Paris Normandie : Un lancer de blouses au CHU de Rouen pour dénoncer les moyens insuffisants de l’hôpital public

il y a 1 mois, par infosecusanté

Paris Normandie : Un lancer de blouses au CHU de Rouen pour dénoncer les moyens insuffisants de l’hôpital public

Les professionnels de l’hôpital public ont organisé une action symbolique dans le hall d’accueil du CHU de Rouen, vendredi 14 février 2020, pour exiger les moyens nécessaires à une refondation du service public hospitalier.

Christophe HUBARD

Publié le 14/02/2020

Ils ont lancé leurs blouses vendredi 14 février 2020 dans le hall du CHU de Rouen, pour dénoncer le "mépris du gouvernement", à la manière de plus en plus de corporations opposées à la réforme des retraites. Mais eux, les professionnels "tous métiers confondus" de l’hôpital public se battent sur un autre terrain : celui des moyens alloués à l’hôpital public et du fonctionnement du système de santé.
Troisième journée d’action intersyndicale depuis novembre, ce préavis de grève national a été peu suivi localement. À Rouen, aucun cortège n’a été programmé. Mais l’image reste parlante. Dans un hall récemment rénové, les blouses, jetées du haut du premier étage, s’échouent au pied d’une fresque jaune et blanche, une "œuvre d’art" très critiquée à 100 000€, dévoilée fin novembre.
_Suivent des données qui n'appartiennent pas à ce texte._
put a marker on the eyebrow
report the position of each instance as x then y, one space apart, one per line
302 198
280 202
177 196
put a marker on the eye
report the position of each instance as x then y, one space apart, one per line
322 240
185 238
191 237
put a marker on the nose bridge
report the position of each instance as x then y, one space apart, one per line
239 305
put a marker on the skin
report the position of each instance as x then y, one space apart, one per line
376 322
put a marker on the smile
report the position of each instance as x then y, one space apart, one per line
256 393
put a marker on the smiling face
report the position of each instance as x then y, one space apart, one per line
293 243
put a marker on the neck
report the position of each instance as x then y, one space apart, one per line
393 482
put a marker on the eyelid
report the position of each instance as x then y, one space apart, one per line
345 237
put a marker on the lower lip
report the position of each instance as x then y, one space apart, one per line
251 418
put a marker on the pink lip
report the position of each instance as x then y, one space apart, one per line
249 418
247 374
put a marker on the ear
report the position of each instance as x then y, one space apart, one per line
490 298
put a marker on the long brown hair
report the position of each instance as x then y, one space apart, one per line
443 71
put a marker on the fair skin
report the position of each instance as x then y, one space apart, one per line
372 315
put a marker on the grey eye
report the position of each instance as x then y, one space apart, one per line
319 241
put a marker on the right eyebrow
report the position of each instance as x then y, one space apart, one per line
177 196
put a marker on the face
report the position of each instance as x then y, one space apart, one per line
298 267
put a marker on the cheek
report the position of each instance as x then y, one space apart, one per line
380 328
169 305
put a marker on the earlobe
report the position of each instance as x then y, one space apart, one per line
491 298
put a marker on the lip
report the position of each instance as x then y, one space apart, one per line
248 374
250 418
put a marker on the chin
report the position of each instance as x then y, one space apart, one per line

"Les contraintes budgétaires se font au détriment des patients"
Parmi leurs revendications, les manifestants réclament l’augmentation du budget consacré à l’hôpital, la reconnaissance et la revalorisation générale des carrières non-médicales, notamment en début de carrière. "On évoque souvent les problèmes de recrutement des aides-soignants et des infirmières mais il faut voir leurs rémunérations...", évoque Frédéric Louis, secrétaire de la section CFDT CHU, syndicat majoritaire. L’arrêt des fermetures de services, d’établissements et des réouvertures de lits, "partout où cela est nécessaire" sont également revendiqués. "On comprend qu’il y ait des contraintes budgétaires mais elles se font au détriment des patients."
"Nous exigeons l’ouverture de véritables négociations sur l’avenir de l’hôpital public avec le Premier ministre et le président de la République, seuls capables de débloquer la situation afin de sortir de la crise actuelle", indique le tract signé par les syndicats CFTC santé sociaux, Sud, CGT, FO, CFDT et UNSA.